We drove north towards Marion, Virginia. Carol pulled over into a rest area to use the bathroom. I put on my shoes and stumbled out of the car, tired and a little cranky, following her towards the bathrooms. Right in front of the bathrooms, she was engaged in animated conversation with a talkative woman in a bright blue shirt. The woman asked me if I were a college professor, and I said no, just a youth pastor. She walked around me, noticed the ponytail, nodded (doesn’t every male youth pastor have either a pony tail or a beard?), then told us all about how she was excited because God had led her to a house up in West Virginia which she and her husband had just bought, after thinking they would stay living where they were now forever. Then she dived into a discussion of religion. Her nephew was a youth pastor, and did I know so-and-so on something-or-other radio? And when I said I did not, she said, How could I be a youth pastor and not know about so-and-so? (I didn’t tell her that after twenty years in the business I don’t waste time on high-profile self-proclaimed experts on youth ministry, unless they are actually directly engaged in face-to-face youth ministry themselves right now, which none of the high-profile ones are.) Carol had to explain that I was a Unitarian Universalist; no, not a Moonie, a Unitarian; then I had to explain what that was; she seemed to approve of the idea of universal salvation.
I really did have to go to the bathroom, and when I came out, she was still talking to Carol, in her sweet Southern mountains accent. She and Carol were talking politics. Carol wanted to know who she was going to vote for; she said Ben Carson. Carol asked, What about Hillary Clinton? She said, in more politely colorful terms than I can put it here, that Hillary Clinton should be in jail. She went further and said — and in this I think she is accurate — that Donald Trump isn’t running for president. Well, he isn’t, is he? He is just putting on a big show, and we’re all enjoying it. “Ben Carson is still on the ballot in West Virginia,” she said, adamant that she will vote for him.

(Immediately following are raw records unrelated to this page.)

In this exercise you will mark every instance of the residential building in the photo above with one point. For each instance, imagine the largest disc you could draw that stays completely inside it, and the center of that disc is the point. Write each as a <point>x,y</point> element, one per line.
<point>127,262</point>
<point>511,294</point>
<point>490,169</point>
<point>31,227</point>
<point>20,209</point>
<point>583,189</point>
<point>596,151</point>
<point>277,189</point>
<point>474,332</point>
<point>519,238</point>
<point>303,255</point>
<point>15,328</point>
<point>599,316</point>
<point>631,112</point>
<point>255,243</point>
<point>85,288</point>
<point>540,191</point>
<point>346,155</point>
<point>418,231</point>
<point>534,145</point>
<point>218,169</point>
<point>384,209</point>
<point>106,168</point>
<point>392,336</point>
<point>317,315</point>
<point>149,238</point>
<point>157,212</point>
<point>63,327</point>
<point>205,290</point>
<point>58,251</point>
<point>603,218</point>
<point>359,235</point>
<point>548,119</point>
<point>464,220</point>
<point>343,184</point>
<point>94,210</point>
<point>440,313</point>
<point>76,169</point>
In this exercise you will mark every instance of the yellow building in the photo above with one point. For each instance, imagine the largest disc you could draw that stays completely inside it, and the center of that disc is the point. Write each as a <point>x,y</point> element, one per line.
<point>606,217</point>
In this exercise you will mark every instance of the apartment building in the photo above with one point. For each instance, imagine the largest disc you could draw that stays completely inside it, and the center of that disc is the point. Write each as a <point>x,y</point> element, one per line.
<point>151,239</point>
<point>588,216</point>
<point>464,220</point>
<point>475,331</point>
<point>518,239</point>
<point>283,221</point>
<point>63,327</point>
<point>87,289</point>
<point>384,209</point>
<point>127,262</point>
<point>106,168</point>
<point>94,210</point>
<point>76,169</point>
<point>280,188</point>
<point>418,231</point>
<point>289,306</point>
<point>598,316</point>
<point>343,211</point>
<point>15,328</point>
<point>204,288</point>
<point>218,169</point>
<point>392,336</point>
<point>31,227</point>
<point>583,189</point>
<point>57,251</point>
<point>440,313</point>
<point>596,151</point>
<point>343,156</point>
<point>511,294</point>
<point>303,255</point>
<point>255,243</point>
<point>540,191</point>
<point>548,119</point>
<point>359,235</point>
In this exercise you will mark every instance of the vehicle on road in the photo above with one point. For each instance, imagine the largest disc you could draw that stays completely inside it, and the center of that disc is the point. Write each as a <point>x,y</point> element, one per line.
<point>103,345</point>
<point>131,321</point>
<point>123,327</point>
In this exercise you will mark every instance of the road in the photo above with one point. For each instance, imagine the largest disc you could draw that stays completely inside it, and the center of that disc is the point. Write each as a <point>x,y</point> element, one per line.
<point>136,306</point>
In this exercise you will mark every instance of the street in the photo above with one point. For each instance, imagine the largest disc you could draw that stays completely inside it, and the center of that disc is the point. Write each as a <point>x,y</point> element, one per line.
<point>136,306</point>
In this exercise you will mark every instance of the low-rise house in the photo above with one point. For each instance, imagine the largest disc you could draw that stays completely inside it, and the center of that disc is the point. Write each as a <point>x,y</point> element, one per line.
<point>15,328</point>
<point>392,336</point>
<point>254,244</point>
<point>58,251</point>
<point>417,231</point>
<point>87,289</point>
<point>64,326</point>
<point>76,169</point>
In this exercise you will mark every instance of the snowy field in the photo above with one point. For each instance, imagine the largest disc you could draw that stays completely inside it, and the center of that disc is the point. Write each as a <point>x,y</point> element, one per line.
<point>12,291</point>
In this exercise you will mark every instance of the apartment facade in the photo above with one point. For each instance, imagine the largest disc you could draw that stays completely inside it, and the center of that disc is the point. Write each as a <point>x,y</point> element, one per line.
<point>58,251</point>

There was much more in the conversation than I can report here. We got in the car, and she was still talking, her husband quietly trying to get her to get back into their car so they could continue driving. As we drove off, Carol remarked that talking to her was refreshing: she had a unique way of seeing things, and of expressing herself. I agreed with Carol; but the women an the bright blue shirt left me feeling a little breathless, just as downtown Asheville had done.
Asheville or some part does take its chocolate seriously it seems (quick web search) with a concern for fair trade and sustainability in at least one of the businesses (running two of the shops you probably saw). Chocolate has a family connection for me since several generations of ancestors were in the business (late 1700s until late 1800s) of making and selling chocolate (first as a drink and later for eating); apparently for Quakers then it was considered more appropriate than a brewery (issues of fair trade were a bit later).